Three things to notice:

  • The if num_kv_heads is None: num_kv_heads = num_heads line is the backward-compat hinge: every existing call site that does not pass num_kv_heads still gets full MHA.
  • The if self.kv_repeat > 1 guard around repeat_interleave is a small efficiency: when num_kv_heads == num_heads, kv_repeat == 1 and the repeat would be a no-op. Skipping the call also keeps the default code path bit-identical to Ch.25’s, which we will verify in §26.8.
  • RoPE is applied to K before the repeat. That is mathematically equivalent to rotating after (rotation is a per-position operation; copying the rotated row does the same thing as rotating each copy) and is cheaper, since we only rotate the smaller (B, num_kv_heads, T, head_dim) tensor.

Now thread num_kv_heads through the two callers above MultiHeadAttention.

📄 src/mygpt/__init__.py — replace the existing TransformerBlock class with this version:

class TransformerBlock(nn.Module):
    def __init__(
        self,
        embed_dim,
        num_heads,
        max_seq_len=64,
        dropout=0.0,
        norm_type="layer",
        position_type="learned",
        num_kv_heads=None,
    ):
        super().__init__()
        self.embed_dim = embed_dim
        self.num_heads = num_heads
        self.num_kv_heads = num_kv_heads if num_kv_heads is not None else num_heads
        self.norm_type = norm_type
        self.position_type = position_type
        self.ln1 = _make_norm(embed_dim, norm_type)
        self.mha = MultiHeadAttention(
            embed_dim, num_heads, max_seq_len, dropout,
            position_type=position_type, num_kv_heads=self.num_kv_heads,
        )
        self.ln2 = _make_norm(embed_dim, norm_type)
        self.mlp = MLP(embed_dim, dropout)

    def forward(self, x):
        x = x + self.mha(self.ln1(x))
        x = x + self.mlp(self.ln2(x))
        return x

📄 src/mygpt/__init__.py — replace the existing GPT.__init__ (the forward is unchanged) with this version. The simplest way is to replace the whole class definition; copy the forward from Ch.25 unchanged:

class GPT(nn.Module):
    """Full GPT-2-style decoder-only transformer with weight-tied head."""

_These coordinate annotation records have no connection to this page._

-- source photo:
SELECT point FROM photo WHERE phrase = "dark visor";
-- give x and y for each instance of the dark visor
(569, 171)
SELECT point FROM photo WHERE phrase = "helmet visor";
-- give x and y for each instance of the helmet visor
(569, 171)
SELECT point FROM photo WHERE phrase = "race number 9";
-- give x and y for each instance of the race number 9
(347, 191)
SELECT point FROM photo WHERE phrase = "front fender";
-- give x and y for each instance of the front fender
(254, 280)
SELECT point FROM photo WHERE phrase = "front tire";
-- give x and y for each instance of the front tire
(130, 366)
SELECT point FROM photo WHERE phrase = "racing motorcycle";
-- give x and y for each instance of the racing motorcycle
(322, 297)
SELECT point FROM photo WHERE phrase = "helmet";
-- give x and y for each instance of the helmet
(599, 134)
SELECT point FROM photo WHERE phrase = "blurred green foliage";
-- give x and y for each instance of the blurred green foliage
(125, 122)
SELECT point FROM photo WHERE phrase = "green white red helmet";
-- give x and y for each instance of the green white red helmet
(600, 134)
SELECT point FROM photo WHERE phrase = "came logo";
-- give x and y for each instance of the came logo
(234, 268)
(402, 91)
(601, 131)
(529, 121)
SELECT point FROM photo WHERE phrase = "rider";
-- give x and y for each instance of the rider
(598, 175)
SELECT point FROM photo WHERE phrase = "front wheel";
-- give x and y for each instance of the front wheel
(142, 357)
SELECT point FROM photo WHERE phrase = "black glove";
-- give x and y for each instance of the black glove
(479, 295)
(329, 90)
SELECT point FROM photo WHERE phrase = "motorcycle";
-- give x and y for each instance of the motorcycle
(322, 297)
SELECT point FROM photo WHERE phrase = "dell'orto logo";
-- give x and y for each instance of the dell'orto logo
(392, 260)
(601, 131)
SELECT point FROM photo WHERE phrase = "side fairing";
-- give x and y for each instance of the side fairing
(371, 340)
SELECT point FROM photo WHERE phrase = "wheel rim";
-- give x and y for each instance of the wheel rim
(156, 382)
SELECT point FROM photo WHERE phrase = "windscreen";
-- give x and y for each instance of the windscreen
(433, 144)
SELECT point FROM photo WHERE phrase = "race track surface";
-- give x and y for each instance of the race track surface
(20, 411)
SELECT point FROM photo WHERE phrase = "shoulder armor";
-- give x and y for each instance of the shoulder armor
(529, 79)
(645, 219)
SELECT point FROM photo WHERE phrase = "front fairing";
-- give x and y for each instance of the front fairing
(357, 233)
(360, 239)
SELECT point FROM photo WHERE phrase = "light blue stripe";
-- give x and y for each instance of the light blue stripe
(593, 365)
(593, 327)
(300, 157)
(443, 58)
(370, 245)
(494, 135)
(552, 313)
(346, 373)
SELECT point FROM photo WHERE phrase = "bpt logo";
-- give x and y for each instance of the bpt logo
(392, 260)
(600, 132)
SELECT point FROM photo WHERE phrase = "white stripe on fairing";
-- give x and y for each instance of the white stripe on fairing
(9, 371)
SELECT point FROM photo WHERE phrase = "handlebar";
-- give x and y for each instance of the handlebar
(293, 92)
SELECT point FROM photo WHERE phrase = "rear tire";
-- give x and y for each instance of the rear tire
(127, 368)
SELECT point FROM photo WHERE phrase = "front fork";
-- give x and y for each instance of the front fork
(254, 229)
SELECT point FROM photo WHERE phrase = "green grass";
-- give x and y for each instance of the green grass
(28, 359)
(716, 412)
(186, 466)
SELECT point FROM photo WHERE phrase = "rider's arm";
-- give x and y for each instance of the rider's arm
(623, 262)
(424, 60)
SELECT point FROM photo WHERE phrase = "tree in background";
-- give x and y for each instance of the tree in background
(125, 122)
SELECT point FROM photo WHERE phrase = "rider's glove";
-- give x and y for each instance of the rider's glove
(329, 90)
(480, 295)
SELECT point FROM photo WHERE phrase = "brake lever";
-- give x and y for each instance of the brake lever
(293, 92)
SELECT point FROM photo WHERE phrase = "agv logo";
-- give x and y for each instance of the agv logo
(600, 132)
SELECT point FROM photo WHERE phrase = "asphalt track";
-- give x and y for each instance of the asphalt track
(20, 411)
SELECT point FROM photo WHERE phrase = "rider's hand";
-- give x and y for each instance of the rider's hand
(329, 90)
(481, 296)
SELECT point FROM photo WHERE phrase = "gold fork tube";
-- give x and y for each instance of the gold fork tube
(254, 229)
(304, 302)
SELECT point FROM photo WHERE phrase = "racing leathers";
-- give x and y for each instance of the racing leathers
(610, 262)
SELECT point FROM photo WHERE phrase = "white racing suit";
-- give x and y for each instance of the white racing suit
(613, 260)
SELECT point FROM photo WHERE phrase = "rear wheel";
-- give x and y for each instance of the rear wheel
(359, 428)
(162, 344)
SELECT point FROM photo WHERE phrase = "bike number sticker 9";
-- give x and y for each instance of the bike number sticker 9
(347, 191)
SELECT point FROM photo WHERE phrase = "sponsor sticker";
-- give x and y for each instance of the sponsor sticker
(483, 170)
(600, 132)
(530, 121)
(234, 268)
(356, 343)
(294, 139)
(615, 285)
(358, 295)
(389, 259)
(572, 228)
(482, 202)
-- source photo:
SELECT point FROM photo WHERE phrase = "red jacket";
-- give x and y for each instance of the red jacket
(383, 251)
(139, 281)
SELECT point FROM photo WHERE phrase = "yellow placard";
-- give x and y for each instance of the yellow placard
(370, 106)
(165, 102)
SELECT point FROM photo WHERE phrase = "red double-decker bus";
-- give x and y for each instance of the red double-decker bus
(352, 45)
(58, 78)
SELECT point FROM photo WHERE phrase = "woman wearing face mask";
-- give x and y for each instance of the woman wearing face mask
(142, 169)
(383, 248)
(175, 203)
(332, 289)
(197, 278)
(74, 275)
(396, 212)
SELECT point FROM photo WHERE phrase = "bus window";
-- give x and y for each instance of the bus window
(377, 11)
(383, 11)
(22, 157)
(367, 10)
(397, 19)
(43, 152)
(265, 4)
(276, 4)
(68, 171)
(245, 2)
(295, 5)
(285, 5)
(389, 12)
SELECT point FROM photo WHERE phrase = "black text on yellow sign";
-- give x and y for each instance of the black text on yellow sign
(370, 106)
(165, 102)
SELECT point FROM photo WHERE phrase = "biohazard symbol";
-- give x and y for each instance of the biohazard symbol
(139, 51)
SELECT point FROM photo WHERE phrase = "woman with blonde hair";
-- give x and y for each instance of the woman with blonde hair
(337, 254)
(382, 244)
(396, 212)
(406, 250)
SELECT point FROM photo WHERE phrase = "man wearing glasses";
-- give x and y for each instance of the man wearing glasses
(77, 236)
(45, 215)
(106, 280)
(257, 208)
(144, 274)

    def __init__(self, vocab_size, embed_dim, num_heads, num_layers,
                 max_seq_len=64, dropout=0.0, norm_type="layer",
                 position_type="learned", num_kv_heads=None):
        super().__init__()
        self.vocab_size = vocab_size
        self.embed_dim = embed_dim
        self.num_heads = num_heads
        self.num_kv_heads = num_kv_heads if num_kv_heads is not None else num_heads
        self.num_layers = num_layers
        self.max_seq_len = max_seq_len
        self.norm_type = norm_type
        self.position_type = position_type

        self.token_embedding = TokenEmbedding(vocab_size, embed_dim)
        if position_type == "learned":
            self.position_embedding = nn.Embedding(max_seq_len, embed_dim)
        # If position_type == "rope", positions are applied inside attention;
        # no learned position embedding is allocated here.
        self.embed_drop = nn.Dropout(dropout)
        self.blocks = nn.Sequential(*[
            TransformerBlock(embed_dim, num_heads, max_seq_len, dropout,
                             norm_type, position_type, self.num_kv_heads)
            for _ in range(num_layers)
        ])
        self.ln_f = _make_norm(embed_dim, norm_type)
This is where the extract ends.